思わず扉を開けようとして、異変に気づく。ドアチェーンをかけ、扉を少し開いて、外の様子を確認する。
KP
女性のむきだしの胸に、申し訳程度にシーツをかけたようなものが目に飛び込んできた。
その下には、何とも奇妙な蛇皮のマーメイドドレス……だろうか?

「人間に見つかると面倒だから早く入れてくれる?」

苛立った女性の声。
見上げれば、そこに見えたのはラミアの顔だった。
※《SANチェック》は要らんな。

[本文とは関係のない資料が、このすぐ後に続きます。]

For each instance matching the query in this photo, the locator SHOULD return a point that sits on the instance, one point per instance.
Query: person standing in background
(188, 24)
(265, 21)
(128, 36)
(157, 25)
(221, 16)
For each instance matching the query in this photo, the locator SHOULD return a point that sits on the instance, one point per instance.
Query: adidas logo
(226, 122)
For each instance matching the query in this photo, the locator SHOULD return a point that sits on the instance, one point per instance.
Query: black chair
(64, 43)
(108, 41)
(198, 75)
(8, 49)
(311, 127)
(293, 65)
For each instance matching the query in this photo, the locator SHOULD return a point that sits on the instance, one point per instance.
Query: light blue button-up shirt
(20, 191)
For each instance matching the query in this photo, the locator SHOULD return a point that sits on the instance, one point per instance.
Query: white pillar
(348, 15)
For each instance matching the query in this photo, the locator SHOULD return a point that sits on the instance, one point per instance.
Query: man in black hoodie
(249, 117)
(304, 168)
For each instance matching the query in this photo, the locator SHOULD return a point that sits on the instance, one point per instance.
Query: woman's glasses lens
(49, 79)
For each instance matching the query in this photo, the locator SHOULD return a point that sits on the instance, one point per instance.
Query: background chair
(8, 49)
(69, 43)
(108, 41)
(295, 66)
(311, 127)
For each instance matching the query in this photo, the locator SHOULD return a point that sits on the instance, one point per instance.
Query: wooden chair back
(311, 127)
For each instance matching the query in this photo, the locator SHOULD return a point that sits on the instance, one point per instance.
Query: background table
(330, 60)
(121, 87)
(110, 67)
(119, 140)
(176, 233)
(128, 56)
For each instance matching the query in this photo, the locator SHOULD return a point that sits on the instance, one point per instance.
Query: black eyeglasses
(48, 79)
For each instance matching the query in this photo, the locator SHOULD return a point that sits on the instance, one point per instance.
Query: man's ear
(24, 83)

波照間の記憶においては仲間だし、あなた自身も少しだけ会ったことがある。
牧志 浩太
「ラミアさん、佐倉さん……」

深く、息を吐く。人が見れば異様だろうその姿に、感じたのは安堵だった。
──ああ、仲間たちだ。

急いで扉を開ける。佐倉さんに事情は聞きたいが、まずは迎え入れなくては。
そうしなければ、佐倉さんが逃げていってしまうような気が、した。
焦りのあまり、ドアチェーンを外す手が少しもつれた。
佐倉視点(ネタバレ)
KP
あなたは何処とも知れぬ家のドアに押しつけられていた。
中から慌てたような若い男の声が聞こえる。
佐倉 光
この悪魔のサマナーか? 俺をどうするつもりだ。
俺にこんな事をして、ただで済むと思うなよ。ぶっ殺すぞ。
KP
あなたの凶暴な思いと裏腹に、体の痛みと脱力感、蛇女の馬鹿力は、あなたに僅かな動きも許してはくれない。
あなたは極度の怒りと痛みと緊張のせいか、周囲の話が全く頭に入ってこない。

KP
ドアチェーンが外され、扉が開かれるやいなや
入ってきたのはラミアと佐倉だった……が。
ラミアは長い尾で巻き付けた佐倉を引きずるようにして入ってきた。

佐倉は青ざめて敵意と怒りに満ちた顔をしている。
明らかに彼の意志に反しているのだ。

ラミアは室内に入って佐倉をあなたの部屋の床に転がしたが、
佐倉は床でぐったりとしている。
時折動こうとしている気配はあるが、思うように体が動かせないようだ。
ギラギラした目でラミアとあなたを睨み付けている。

「ありがと。怪我人のくせに強情なのよねぇ」
ラミアは唇をペロリと舐めた。

佐倉から浴びる視線が、少し奇妙なことに気付くかも知れない。
いくら激怒しているとしても、だ。
牧志 浩太
二人が入ってきたのを確認して、扉を閉め鍵をかける。
午前四時、幸いカーテンは閉じたままだ。部屋の電気をつける。

冷蔵庫からポットを出して、いつもの麦茶を入れる。流石に三つも同じグラスはなくて、一つはマグカップになった。

「ラミアさんは麦茶、飲む?」

そう彼女に呼びかけながら、佐倉さんの様子に気を配る。向けられる視線に奇妙なものを感じて、その眼から彼の状態を推し量ろうとする。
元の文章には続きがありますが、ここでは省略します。